The Ayers/Giella art on the story by Wessler is rough, and the story itself is a confusing tale about a guy's ghost haunting his hotel, but then returning to his body to animate it so he doesn't know he's driving his own customers away. Or dead. The second story by Wessler and the Redondo Studio is kind of amusing as a money-grubbing, abusive orphanage operator gets smacked around by the ghosts of the parents of a young girl she won't let get adopted because she wants to milk the girl's inheritance. "Spirit, Don't Save Me!" by Kashdan and Mandrake has a chemist killing his partner, but then getting so badly burned by chemicals he wants to die, but his partner's ghost gets him medical attention to keep him alive and prolong his agony.

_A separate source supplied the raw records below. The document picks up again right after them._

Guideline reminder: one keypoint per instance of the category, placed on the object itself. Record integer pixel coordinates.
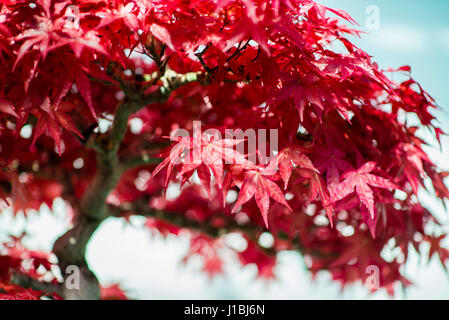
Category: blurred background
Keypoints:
(400, 32)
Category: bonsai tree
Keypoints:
(107, 103)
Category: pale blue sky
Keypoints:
(412, 32)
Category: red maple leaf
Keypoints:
(360, 180)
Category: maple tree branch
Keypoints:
(70, 248)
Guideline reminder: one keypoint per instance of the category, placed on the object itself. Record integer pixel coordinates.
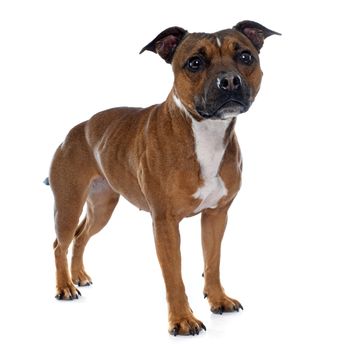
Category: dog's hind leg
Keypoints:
(72, 171)
(101, 202)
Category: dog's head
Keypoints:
(217, 75)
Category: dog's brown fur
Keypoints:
(148, 156)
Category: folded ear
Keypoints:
(166, 43)
(255, 32)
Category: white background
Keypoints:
(286, 249)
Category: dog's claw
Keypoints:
(59, 296)
(175, 330)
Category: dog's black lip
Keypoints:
(213, 114)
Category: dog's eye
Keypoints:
(246, 58)
(195, 64)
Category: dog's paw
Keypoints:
(187, 325)
(81, 278)
(67, 292)
(223, 303)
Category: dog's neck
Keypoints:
(211, 137)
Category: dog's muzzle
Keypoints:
(226, 96)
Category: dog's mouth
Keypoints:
(229, 109)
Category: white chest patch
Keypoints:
(209, 138)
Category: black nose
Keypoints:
(229, 82)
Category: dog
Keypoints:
(175, 160)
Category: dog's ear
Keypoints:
(255, 32)
(166, 43)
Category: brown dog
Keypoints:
(175, 160)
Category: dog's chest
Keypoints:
(209, 138)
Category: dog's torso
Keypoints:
(161, 160)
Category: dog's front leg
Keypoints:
(167, 240)
(213, 228)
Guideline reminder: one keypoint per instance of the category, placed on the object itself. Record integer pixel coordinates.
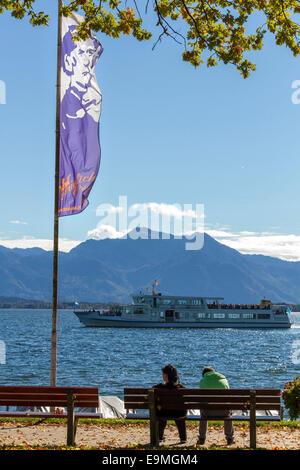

G.I. Combat #227: Three Haunted Tank yarns, as usual, all by Kanigher, Ayers and Glanzman (who trade off penciling and inking). The first one at least has novelty going for it, in that it's told from the point of view of the tank. Not the ghost of a Civil War general haunting the tank, but the tank itself. This highlights one interesting thing about the Haunted Tank, that I didn't expect before I embarked on this project, which is it isn't always the same tank. In fact, it might be multiple tanks in one story. Okay, perhaps it's not that interesting. Anyway, we've also got "The Bleeding Target" wherein one of the tank crew realizes the tanks he's blowing up actually have living people on the inside, and the best of the three, "The 13th Kill," where the Haunted Tank helps take out an installation protecting a u-boat pen, and manages to out smart a German tank commander "ace."

The O.S.S. story has always-interesting Grandenetti art. In it, an agent poses as a dead parachutist (thanks to a drug) to fool the Germans into thinking they've gotten secret intel on Allied plans, but it's all a ruse to plant disinformation. Kashdan and Borillo give us the obligatory Korean War story, with a soldier shooting in Morse Code to give the U.S. forces the enemy's position. Finally, a Marine tricks his buddy with kids in to letting him be the one to take the suicide mission in the perfunctory "Helping Hand."

Jonah Hex #46: This Fleisher/Ayers and DeZuniga story may be the highlight this week. Hex and his new bride are trying to find a town where they can buy land and settle down, but face prejudice at every turn as a mixed race couple. Taunted by bigoted goons in one town, Hex has had enough--but his bride reminds him of his vow to forsake violence. The bigots don't give up so easy though and follow the Hexes as they leave town. When a broken wagon axle leaves Hex unable to walk with an injured back, and Mei Ling rides into town for help, the goons come after him. Hex injured and with jammed pistols, uses his knife, a convenient rattlesnake, a field fire, and final concealed rotten boards in a barn to dispatch his foes in a kind of rural Die Hard. It all ends happily with the doctor Mei Ling found agreeing to sell them some land.

The Scalphunter backup by Conway and Ayers sees Ke-Woh-No-Tay go through some torturous rituals to join the Mandan tribe. He completes them, though, and there's a girl there he's interested in, but trouble rears it's head as the tribe has captured an old trader, a friend of his father's.

1 comment:

Higgipedia said...

Oh man, Haunted Tank. That brings me back.